The word “calorie” literally refers to a measurement of energy, so the higher the calorie food that you give your dog, the more energy your dog is likely to have.
Make sure that you are using a food that is low in calories, but also high in vegetables. Foods with green beans or carrots in them are a better alternative than foods that are packed full of calories.
You can even feed your dog the vegetables straight up, improving his health and his diet.
How To Prevent Your Herding Dog From Herding You
Any cattle dog owner can probably say the same thing: at some point, a herding dog is going to herd humans. A Blue Heeler’s natural inclination will be toward herding, regardless of the animal type.
If you are standing in a room with other people and no one is near each other, a herding dog will naturally start to circle you, perhaps even nipping at your heels, in the goal of getting you to move closer to each other.
Luckily, there are some things that you can do to help with this natural behaviour. These including:
Socialization: As we mentioned above, socializing your pup will help keep him calm, but it can also help with those natural behaviours and prevent any attack-like behaviour.
Obedience Training: Obedience training is the other thing that you can do to help avoid that herding tendency.
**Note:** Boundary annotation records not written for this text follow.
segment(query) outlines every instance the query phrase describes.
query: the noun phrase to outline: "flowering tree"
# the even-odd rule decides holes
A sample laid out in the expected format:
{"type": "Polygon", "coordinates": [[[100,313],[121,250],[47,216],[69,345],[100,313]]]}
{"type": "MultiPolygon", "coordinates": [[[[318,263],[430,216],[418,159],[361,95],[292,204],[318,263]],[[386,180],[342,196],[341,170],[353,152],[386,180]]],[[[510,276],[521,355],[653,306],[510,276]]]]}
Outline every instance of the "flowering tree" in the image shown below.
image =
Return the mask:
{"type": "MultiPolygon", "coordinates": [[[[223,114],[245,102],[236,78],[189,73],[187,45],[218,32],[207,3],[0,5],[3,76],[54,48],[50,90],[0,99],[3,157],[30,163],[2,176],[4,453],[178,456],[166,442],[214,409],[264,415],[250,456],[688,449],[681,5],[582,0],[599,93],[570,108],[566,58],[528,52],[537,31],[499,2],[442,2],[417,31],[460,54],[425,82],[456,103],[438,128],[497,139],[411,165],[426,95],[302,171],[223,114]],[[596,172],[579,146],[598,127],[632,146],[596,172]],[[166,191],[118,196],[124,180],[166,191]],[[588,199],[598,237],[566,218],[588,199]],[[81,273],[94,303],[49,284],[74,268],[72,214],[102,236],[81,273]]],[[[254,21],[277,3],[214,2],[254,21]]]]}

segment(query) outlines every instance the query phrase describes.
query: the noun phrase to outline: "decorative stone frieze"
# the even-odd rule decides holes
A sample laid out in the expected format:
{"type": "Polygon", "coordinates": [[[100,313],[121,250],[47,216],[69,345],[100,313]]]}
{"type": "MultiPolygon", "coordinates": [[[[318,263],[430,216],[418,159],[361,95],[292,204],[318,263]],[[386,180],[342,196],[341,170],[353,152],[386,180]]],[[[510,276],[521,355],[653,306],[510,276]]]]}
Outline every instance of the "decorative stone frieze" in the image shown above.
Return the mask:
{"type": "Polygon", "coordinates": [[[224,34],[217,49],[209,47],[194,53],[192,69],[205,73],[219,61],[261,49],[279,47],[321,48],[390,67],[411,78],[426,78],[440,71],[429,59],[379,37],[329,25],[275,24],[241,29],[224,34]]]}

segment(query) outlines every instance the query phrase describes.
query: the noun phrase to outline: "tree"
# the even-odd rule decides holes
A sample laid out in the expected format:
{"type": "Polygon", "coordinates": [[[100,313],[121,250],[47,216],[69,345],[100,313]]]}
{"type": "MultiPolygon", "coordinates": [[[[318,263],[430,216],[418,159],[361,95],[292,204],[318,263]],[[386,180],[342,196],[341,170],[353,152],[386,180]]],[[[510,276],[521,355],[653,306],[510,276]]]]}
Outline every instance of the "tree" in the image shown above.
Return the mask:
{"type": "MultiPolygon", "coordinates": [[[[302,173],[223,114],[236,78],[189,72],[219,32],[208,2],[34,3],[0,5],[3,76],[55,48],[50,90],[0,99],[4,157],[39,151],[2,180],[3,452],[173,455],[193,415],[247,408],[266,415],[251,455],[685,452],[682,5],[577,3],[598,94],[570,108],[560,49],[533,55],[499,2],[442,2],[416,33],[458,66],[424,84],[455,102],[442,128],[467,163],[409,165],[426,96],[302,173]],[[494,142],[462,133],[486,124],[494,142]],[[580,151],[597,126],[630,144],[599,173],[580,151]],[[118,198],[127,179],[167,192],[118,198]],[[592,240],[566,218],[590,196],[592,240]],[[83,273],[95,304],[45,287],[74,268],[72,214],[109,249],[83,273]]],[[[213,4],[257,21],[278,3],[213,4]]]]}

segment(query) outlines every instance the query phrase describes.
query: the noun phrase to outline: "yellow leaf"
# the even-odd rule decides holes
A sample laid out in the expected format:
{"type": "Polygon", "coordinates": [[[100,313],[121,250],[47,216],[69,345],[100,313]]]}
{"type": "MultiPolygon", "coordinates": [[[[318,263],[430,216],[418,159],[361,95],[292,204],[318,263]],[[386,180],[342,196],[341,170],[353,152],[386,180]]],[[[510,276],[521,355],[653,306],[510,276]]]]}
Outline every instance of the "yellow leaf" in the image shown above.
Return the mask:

It will also help them calm down, but will help train that instinct to herd you out of them.
Know What You Are Getting Into
When it comes down to it, Blue Heelers are energetic dogs. They have a natural inclination toward herding and need to release their energy so that they do not develop anxiety.
Pent-up energy will cause issues for your dog and result in you having a harder time with them.
If you do not feel like you are prepared to manage the behaviours that can come from a naturally energetic dog, Blue Heelers might not be the right choice for you.
If you have already adopted one and are constantly asking yourself “when do Blue Heelers calm down,” you need to learn to manage your dog’s energy level, but also understand that you cannot get rid of it.
Blue Heelers are a fun and loyal dog breed and make wonderful pets for homes that will help them learn to manage their energy.